= Steal the bacon =

Children's game

Steal the bacon (also steal the flingsock, steal the handkerchief, Dog and the Bone, or in India Rumal Jhapatta) is a tag-based traditional children's game, in which teams try to steal a flag or other item (the "bacon") from the field without being tagged. The game is played with players divided into teams and assigned a call-signs, and a referee to call out the call signs. There are variations on gameplay, including rules that increase educational value or physicality.

==Rules==
The players are divided into teams, typically two. Players are assigned a call-sign, often a number, which is shared by a member of the opposing team. The teams line up on opposite edges of the playing area, at a distance enough to run across from each other, which has the "bacon" (a small object which can be grabbed and carried) in the center. A referee calls out the call-sign, and the team members who have that call-sign must run to the center, grab the bacon, and return to their teammates without being tagged by the other player(s) with that call-sign.
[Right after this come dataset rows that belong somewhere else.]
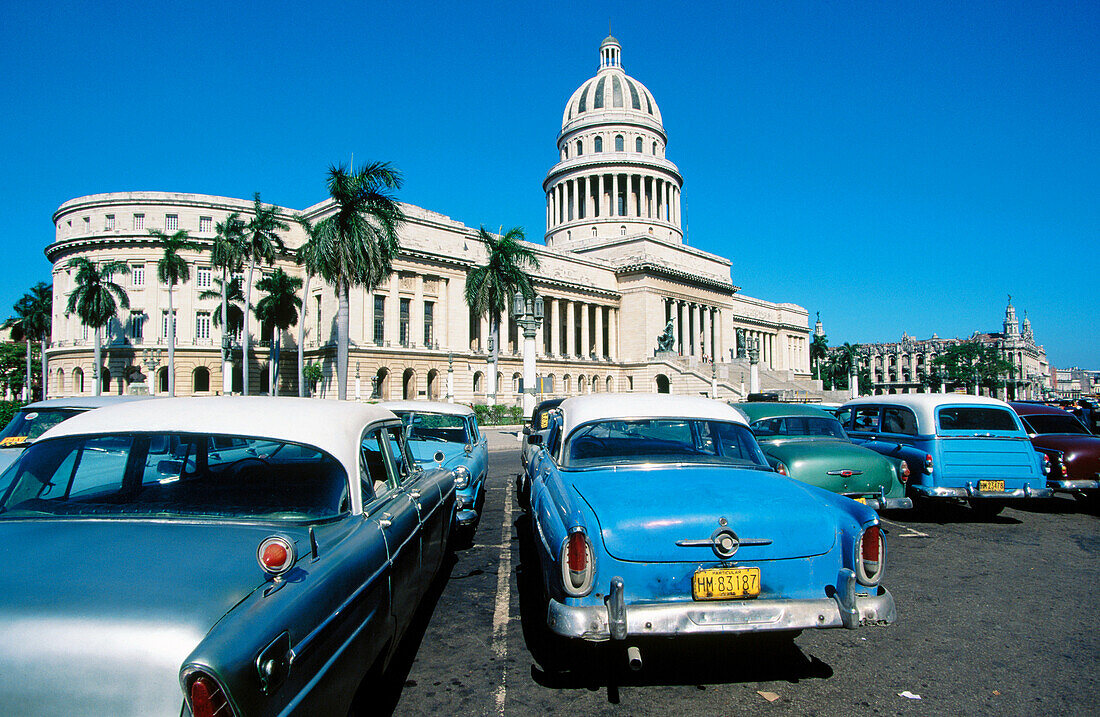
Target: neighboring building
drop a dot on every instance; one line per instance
(614, 273)
(903, 367)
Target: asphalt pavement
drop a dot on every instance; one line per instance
(994, 617)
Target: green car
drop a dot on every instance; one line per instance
(809, 444)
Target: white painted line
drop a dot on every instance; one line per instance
(498, 644)
(913, 532)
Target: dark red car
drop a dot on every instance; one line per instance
(1074, 451)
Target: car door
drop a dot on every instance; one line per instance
(398, 518)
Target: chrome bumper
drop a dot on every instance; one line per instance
(617, 620)
(970, 492)
(1074, 485)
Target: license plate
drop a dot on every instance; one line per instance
(725, 583)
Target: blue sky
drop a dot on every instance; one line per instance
(898, 166)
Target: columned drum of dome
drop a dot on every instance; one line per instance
(612, 178)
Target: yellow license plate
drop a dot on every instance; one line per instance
(725, 583)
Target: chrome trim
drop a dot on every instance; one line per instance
(592, 622)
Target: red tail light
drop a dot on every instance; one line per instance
(870, 558)
(576, 564)
(208, 698)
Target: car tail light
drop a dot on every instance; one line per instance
(576, 564)
(207, 698)
(870, 556)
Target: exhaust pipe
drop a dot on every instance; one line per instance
(634, 658)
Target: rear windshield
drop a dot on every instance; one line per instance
(29, 425)
(1053, 423)
(799, 427)
(976, 418)
(671, 440)
(164, 475)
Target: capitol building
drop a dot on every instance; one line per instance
(615, 274)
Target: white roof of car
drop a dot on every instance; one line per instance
(428, 407)
(594, 407)
(334, 427)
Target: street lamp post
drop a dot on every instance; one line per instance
(528, 317)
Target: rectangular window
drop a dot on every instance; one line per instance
(202, 326)
(380, 319)
(405, 321)
(429, 311)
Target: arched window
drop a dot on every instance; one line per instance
(200, 381)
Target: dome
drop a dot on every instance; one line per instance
(611, 90)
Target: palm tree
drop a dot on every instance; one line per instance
(261, 244)
(226, 254)
(96, 300)
(279, 310)
(359, 242)
(172, 269)
(32, 321)
(490, 288)
(308, 257)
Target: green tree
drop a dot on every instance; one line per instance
(172, 269)
(490, 287)
(96, 299)
(277, 309)
(309, 258)
(226, 254)
(261, 243)
(358, 242)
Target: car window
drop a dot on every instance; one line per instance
(976, 418)
(897, 419)
(866, 418)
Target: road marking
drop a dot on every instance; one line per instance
(499, 641)
(912, 531)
The one that manages to return with the object to his/her team gets a point. If tagged, the other team gets the point. Tagging of a player may not occur before that player has touched the "bacon". The referee may call out more than one call-sign resulting in many pairs of players, each player attempting to steal the "bacon." The referee may also call "steal the bacon" in which all players on both sides may attempt to steal the "bacon."

=== Variants ===
The game works well when directed by a teacher or another adult who gives the same chances to both teams and all players. There are also educational variants of this game, in which the players' call sign is not directly called, but is the answer to a history, mathematics, or other educational question. The game thus rewards players ability to solve the question and deduce which answer corresponds to their call-sign.
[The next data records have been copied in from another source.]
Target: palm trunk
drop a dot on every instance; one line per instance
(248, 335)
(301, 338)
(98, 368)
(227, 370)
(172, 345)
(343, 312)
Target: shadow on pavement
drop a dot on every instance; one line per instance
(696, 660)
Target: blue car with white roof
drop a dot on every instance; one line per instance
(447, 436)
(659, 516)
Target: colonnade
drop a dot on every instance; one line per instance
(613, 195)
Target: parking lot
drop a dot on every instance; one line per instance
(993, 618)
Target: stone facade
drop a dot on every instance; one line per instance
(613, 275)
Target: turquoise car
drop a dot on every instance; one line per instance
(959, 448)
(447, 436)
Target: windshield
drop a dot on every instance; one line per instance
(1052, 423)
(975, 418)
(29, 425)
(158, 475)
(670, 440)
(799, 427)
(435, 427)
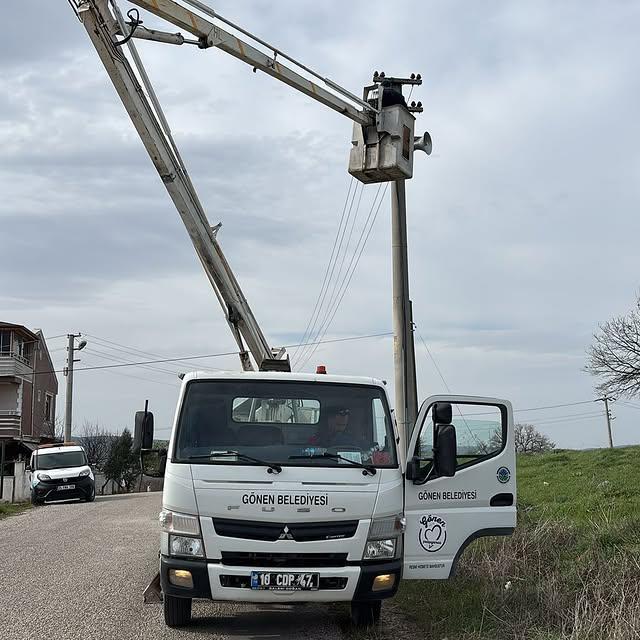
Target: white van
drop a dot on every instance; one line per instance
(61, 472)
(289, 487)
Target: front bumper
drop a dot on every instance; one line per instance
(83, 488)
(217, 581)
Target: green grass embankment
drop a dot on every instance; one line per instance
(8, 509)
(571, 570)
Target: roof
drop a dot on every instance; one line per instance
(18, 327)
(281, 376)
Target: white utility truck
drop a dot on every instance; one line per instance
(289, 487)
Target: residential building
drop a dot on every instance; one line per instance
(28, 390)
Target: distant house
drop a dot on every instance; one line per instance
(28, 390)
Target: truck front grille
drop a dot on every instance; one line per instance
(289, 560)
(271, 531)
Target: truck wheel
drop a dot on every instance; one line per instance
(177, 611)
(365, 614)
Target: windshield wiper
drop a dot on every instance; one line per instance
(335, 456)
(272, 466)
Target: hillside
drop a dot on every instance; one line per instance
(571, 570)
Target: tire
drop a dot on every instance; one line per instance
(177, 611)
(365, 614)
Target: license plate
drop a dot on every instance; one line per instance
(284, 581)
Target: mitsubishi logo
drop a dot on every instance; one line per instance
(286, 534)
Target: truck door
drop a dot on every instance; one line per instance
(451, 502)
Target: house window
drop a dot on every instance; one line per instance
(25, 349)
(48, 407)
(5, 341)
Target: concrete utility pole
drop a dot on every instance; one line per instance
(606, 399)
(68, 371)
(403, 346)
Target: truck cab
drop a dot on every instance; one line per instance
(61, 472)
(288, 487)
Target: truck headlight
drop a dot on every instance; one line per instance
(181, 523)
(387, 527)
(185, 546)
(380, 549)
(382, 541)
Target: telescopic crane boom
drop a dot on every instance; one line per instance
(382, 144)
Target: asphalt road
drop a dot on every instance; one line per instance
(78, 570)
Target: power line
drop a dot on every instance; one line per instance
(113, 358)
(208, 355)
(351, 269)
(308, 330)
(129, 375)
(330, 278)
(435, 364)
(132, 350)
(344, 285)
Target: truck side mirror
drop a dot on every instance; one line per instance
(442, 413)
(445, 450)
(143, 432)
(413, 469)
(153, 462)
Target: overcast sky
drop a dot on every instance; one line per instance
(523, 223)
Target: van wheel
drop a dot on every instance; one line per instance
(177, 611)
(365, 614)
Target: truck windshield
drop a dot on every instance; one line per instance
(60, 460)
(287, 423)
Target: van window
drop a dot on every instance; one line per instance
(59, 460)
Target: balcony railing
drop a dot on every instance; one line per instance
(12, 364)
(9, 423)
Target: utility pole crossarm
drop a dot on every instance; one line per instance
(211, 35)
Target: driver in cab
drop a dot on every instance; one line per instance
(335, 430)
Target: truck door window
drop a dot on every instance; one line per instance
(480, 434)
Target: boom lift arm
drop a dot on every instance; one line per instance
(383, 141)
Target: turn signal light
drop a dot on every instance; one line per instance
(383, 582)
(181, 578)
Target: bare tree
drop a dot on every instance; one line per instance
(97, 443)
(614, 356)
(529, 440)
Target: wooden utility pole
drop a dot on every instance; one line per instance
(606, 399)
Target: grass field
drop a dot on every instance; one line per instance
(8, 509)
(571, 570)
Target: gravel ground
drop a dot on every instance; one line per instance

A full contact version of steal the bacon is played at many summer camps, in which the player carrying the bacon is not simply tagged by the opponent, but must be physically kept from crossing back over his team's line. Other full-contact variants for teenagers and adults include versions where items such as tires, fish or greased watermelons are substituted for the "bacon."

== Popular culture ==
- The 2003 video game Crash Nitro Kart features Steal the bacon as a Battle mode. It later reappeared in the 2019 video game Crash Team Racing Nitro-Fueled.
- A 2010 PBS documentary, New York Street Games, mentions steal the bacon.